The Discomfort of the Unknown
Beliefs are useful. They eliminate the discomfort of the unknown.
A rule of the mind states: “Familiar is safe and comfortable. Unfamiliar is dangerous and uncomfortable.” Our biological and anthropological history installed anxiety as a survival mechanism. This deep program was useful when the world was full of danger, with predators lurking behind bushes looking for a tasty human treat. Those who were more cautious and stayed in the cave survived. Those who were more bold, exploring new territory, were eaten – and failed to reproduce. We are inheritors of that cautious nature.
Even in our modern world where we are 98.5% safe (I made up that statistic to make you feel more comfortable), this ancient program runs in the background, causing anxiety at a low-level or high-level, Whenever we are in unfamiliar territory, or uncertain, or don’t know what’s going on, we feel fear.
Here’s an experiment: Feel what it feels like to hold the belief, “I don’t know what’s going to happen next.” Say it to yourself as if it’s 100% true, and feel a very familiar sensation. Next, feel what it feels like to hold the belief, “Something bad might happen.” You’ll feel the biological signal that heightens your awareness and prepares you for “fight, fight, freeze, or fold,” – the four limbic system responses to high stress or danger.
Having a belief, even one that is wrong, is a convenient way to avoid those uncomfortable sensations. A belief returns us to the comfort of the known: “It’s okay, it’s just the wind.” “Daddy’s here to protect you.” “Look — there are no monsters underneath your bed.”
When someone bigger than us tells us they will protect us from bad things that go bump in the night, we feel comforted. This is how we elect demagogues into political leadership positions. They remind us of the dangers that lurk outside our door, and convince us that they will protect us with their power and strength. We want a Big Daddy to protect us from the monsters – and from the unknown.
We are driven to figure out and prepare for whatever we’re uncertain about. Our survival is at stake, and if we know what to do, we have a much better chance of surviving the next snowstorm, famine, or attack. When you “figure it out,” you’ve constructed a belief. We live in a mostly predictable universe, so “planning in advance” is based on the belief in predictability. It works until it doesn’t. Today we live in a VUCA world. It’s volatile, uncertain, complex, and ambiguous. No amount of planning in advance will be helpful. A deep ocean drilling rig can explode and spews millions of gallons of oil and gas into the ocean. All you can do the best you can under the circumstances. In an emergency, apply awareness first.
When we’re uncertain about our past, beliefs are useful explanatory devices. When a child asks, “Why did that happen to me? Why didn’t I get my needs met?,” they come to a conclusion that it’s their fault: “I’m a terrible person. That’s why Daddy hits me.” Something gets settled. The belief may be fallacious, but what was unknown is now known. The uncertainty is settled deep in the body and psyche.
Every belief we accumulated reduced some anxiety or uncertainty. Do you remember the feeling in school when you were called on in class and didn’t know the answer? That’s the feeling of shame, especially if kids laughed at you for not knowing. This feeling drives some children to come to a positive conclusion/belief: “I never want that to happen again, so I’ll learn all the answers.” More commonly, children take the downward path into the belief, “I’m just stupid. I’ll never learn that stuff. I give up.”
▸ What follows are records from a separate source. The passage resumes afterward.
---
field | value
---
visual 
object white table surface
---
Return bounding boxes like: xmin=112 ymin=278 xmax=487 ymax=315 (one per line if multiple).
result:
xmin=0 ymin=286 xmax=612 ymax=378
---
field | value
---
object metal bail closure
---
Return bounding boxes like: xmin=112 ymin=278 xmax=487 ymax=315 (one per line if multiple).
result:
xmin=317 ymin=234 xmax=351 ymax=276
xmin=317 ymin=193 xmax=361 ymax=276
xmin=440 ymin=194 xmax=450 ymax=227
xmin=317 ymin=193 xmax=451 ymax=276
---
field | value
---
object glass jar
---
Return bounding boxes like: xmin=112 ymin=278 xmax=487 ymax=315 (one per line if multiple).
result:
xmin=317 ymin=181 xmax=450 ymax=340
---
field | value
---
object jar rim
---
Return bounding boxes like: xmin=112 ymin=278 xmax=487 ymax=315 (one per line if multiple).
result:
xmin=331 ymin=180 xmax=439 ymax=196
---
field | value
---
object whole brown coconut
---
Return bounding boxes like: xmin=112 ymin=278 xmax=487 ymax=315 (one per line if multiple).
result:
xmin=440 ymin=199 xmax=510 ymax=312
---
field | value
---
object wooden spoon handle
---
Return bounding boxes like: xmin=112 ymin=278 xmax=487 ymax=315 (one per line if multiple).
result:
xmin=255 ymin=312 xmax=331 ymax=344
Beliefs do not automatically expire when their usefulness is over. Even as adults, our old beliefs run us, and they can be triggered by similar circumstances. The boss asks you a question you don’t know the answer to. Your face flushes. That familiar bitter taste of shame arises. Suddenly, you feel (and act) like you’re seven years old.
When you delete your old, useless beliefs, you make room for new, useful, empowering beliefs. When you learn that beliefs are comforting, but not helpful, you can face the unknown with centered Presence, rather than old patterns. Your natural enthusiasm, curiosity, and playfulness re-emerge. No longer bound by the need to feel safe, you become more alive and aware in the present moment. This is no-limits living – it’s available right now. Start by giving up your need to be certain, to be right, and to know.